Why This Matters for Real-World Adoption
The argument for using coding agents is usually framed in terms of velocity: features ship faster, boilerplate disappears, and developers can focus on higher-order problems. This argument is partly correct, but it defers a cost rather than eliminating it. Code written without structural care accumulates complexity, and that complexity compounds. A codebase with a dozen small structural debts is not twelve times harder to work in than a clean one; it tends to be significantly harder, because the debts interact in ways that aren’t predictable from inspecting them individually.
Doernenburg’s approach with CCMenu is instructive precisely because it takes a codebase with real history and measures what one agent-assisted feature does to it. The finding matters more in a real project than it would in a synthetic benchmark, because real codebases already carry their own structural baggage. Adding agent-generated complexity on top of existing complexity has non-linear effects that you won’t see in a benchmark suite where each task starts from a clean slate.
What You Can Do About It
The practical response is not to avoid coding agents; it’s to be explicit about what they need guidance on. A few approaches that have emerged from teams working with agents regularly:
Treat agent output as a first draft. Review it the same way you’d review output from a developer unfamiliar with the codebase, because that’s functionally what you’re getting. The agent doesn’t know your abstractions, your conventions, or the patterns you’ve been careful to maintain.
Write prompts with structural constraints, not just functional ones. Instead of “add a feature that does X,” try “add a feature that does X, extracting the parsing logic into a new struct and keeping the existing view model under 150 lines.” Agents respond to constraints; they just don’t generate them on their own.
Run static analysis before and after agent sessions. Tools like SwiftLint with complexity rules, or lizard for cross-language complexity analysis, can surface structural regressions before they accumulate. A diff in metrics is easier to act on than a vague sense that the code feels harder to follow.

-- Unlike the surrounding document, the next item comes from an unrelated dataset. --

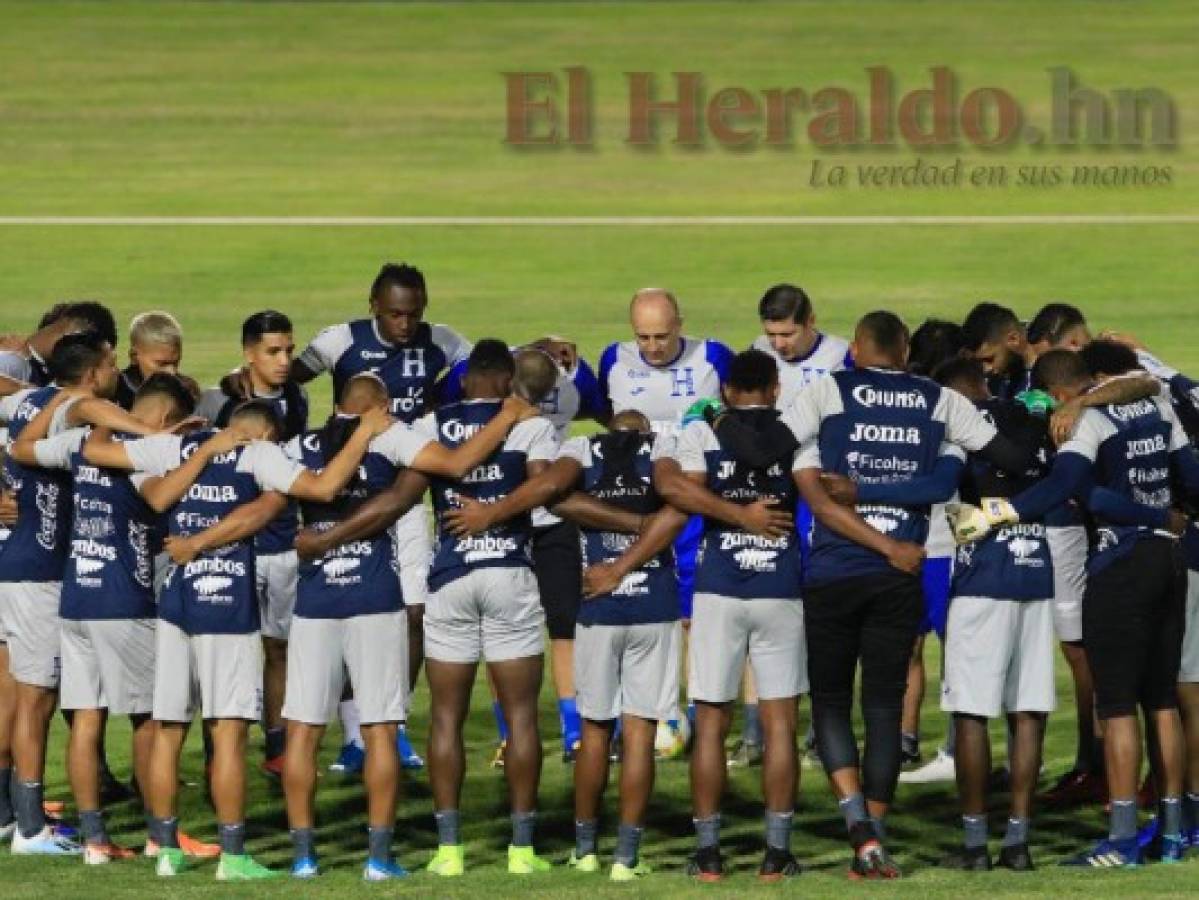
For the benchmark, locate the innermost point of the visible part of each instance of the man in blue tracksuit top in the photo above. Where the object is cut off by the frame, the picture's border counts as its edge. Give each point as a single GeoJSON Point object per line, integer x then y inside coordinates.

Pair agent sessions with refactoring passes. Let the agent produce working code, accept it, then immediately spend time on the structural properties. This separates the “does it work” problem from the “is it maintainable” problem, which helps clarify where the real effort lives and makes the cost of agent-generated debt visible rather than hidden.
The Broader Point
CCMenu is a good test case because Doernenburg has maintained it long enough to know its structure well and evaluate changes against a clear baseline. Most teams don’t have that baseline, which makes the problem harder to see and easier to dismiss. The code looks reasonable, the tests pass, the feature ships. It’s only later, when a different feature requires touching the same area, that the debt becomes visible, and by then it’s usually attributed to the complexity of the domain rather than to the decisions made months earlier.
The challenge for teams integrating coding agents is that the feedback loops for internal quality are long and the signals are diffuse. Velocity metrics improve immediately; maintainability costs arrive later and get attributed to other causes. Building structural review in as a first-class part of the agent-assisted workflow, rather than treating it as optional cleanup, is the practical way to keep the long-term trajectory of a codebase from slowly diverging from its short-term productivity gains. Erik’s experiment with CCMenu is a useful reminder that those two things can diverge, and that noticing the divergence requires intentional measurement rather than just shipping features and hoping for the best.